The PACF looks at the influence of each lag on t, ignoring the influence of other points – it’s the direct effect of t-3 for example with t. With a ACF plot, which we will discuss a bit later, this is not the case, an ACF plot takes into account the influence of t-3, t-2 and t-1 on t this would show you the indirect effect of t-3 on t.
The hyperparameter which we tune with the AR model is called P. The P variable is called the order. It refers to how many time periods apart we should consider. If P = 1, we should consider lags that are one period apart. If P = 2 or P = 3, it would relate to datapoints two or three periods (lags) apart.

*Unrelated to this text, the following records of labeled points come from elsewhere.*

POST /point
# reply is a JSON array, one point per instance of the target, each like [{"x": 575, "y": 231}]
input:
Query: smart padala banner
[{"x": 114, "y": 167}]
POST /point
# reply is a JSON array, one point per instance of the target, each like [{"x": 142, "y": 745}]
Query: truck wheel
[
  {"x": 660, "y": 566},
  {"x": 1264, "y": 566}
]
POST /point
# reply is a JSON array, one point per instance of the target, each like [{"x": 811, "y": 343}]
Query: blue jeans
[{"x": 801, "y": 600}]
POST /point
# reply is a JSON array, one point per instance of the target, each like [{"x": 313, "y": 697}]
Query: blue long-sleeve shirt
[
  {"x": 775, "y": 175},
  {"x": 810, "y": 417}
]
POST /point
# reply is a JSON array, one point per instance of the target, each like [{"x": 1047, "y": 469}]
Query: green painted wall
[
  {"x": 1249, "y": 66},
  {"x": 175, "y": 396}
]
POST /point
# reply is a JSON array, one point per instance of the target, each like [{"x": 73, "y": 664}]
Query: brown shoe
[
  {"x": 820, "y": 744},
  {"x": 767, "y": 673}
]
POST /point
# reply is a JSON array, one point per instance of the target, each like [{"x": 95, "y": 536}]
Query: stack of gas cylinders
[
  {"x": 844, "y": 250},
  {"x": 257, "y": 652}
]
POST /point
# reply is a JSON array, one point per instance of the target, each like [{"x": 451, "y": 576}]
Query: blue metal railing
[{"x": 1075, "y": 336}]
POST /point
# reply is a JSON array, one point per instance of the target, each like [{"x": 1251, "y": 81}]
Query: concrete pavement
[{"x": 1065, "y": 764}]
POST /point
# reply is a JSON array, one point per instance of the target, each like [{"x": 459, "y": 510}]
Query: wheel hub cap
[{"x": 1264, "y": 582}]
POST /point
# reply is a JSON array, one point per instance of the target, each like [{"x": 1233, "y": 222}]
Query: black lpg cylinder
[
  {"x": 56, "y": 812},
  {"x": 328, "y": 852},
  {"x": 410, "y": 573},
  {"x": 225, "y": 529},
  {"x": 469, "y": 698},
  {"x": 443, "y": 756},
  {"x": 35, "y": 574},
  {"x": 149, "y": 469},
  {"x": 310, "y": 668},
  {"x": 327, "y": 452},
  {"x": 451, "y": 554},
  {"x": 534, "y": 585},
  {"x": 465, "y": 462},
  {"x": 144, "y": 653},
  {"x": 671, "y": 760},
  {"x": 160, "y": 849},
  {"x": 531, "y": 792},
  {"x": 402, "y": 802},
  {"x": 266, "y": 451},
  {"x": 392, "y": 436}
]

An MA model is a moving average model. We adjust our predictions for the current period, based on the error of previous periods. In the below example we predicted 10 items would sell in time period one. The actual number was 8, so we were wrong by negative two. We will then adjust our prediction for next month by 0.5*Error (0.5 is the constant we have chosen). So, we will adjust our prediction by -1. Hence, in time period 2, we take the previous average of 10 and minus 50% of our error (1), leaving us with a prediction of 9. This continues for each time period.
So it’s very similar to the AR model, except, instead of looking at previous values of Y to make our prediction, we will look at the previous errors in our predictions to make a prediction.
An MA(1) model says that the target value Y is based on the previous error – this parameter is called Q. How wrong you were yesterday should predict how much you predict today. The first observation will be the average in the series of data.
The PACF we saw earlier, relates to an AR model. The ACF relates to the MA model. The PACF looks at the direct effect of a given lag on t. The ACF looks at the effect of t-2 on t-1 and the effect of t-1 on t. It’s not the direct correlation of t-2 on t, as a PACF would show.
The ARMA model uses P and Q as the input parameters – we’ve discused these above. ARMA(1,1) relates to ARMA(P,Q). We look at both the number we needed last month to make the prediction as we would with the auto regressive model, but we also look at the error rates, as we do in the moving average model.
ARIMA stands for Autoregressive Integrated Moving Average. We’ve seen all of these terms above, except for integrated. This simply means, the number of times you need to difference your time series data in order to achieve stationarity. I have discussed differencing and stationarity here. We therefore have ARIMA(P,D,Q), where P is derived from the autoregressive model; the Q is derived from the MA model and the D refers to the number of times we need to difference our data.
An ARIMA model is the same as an ARIMA model which does not require differencing. Hence, ARIMA is useful where we have a trend which needs to be removed. In other situations, we can use an ARMA model.
Where we have seasonality, we can use the SARIMA model. This adds three new parameters, so it becomes SARIMA (p,d,q)(P,D,Q) – where the second set of parameters describes the autoregressive, intregration and moving average orders for the seasonal component of the timeseries.
Where we have multiple input features, we can use the ARIMAX or SARIMAX models. The X here stands for eXogenous – which essentially means, it’s not a univariate prediction, multiple features can be taken into account to predict t.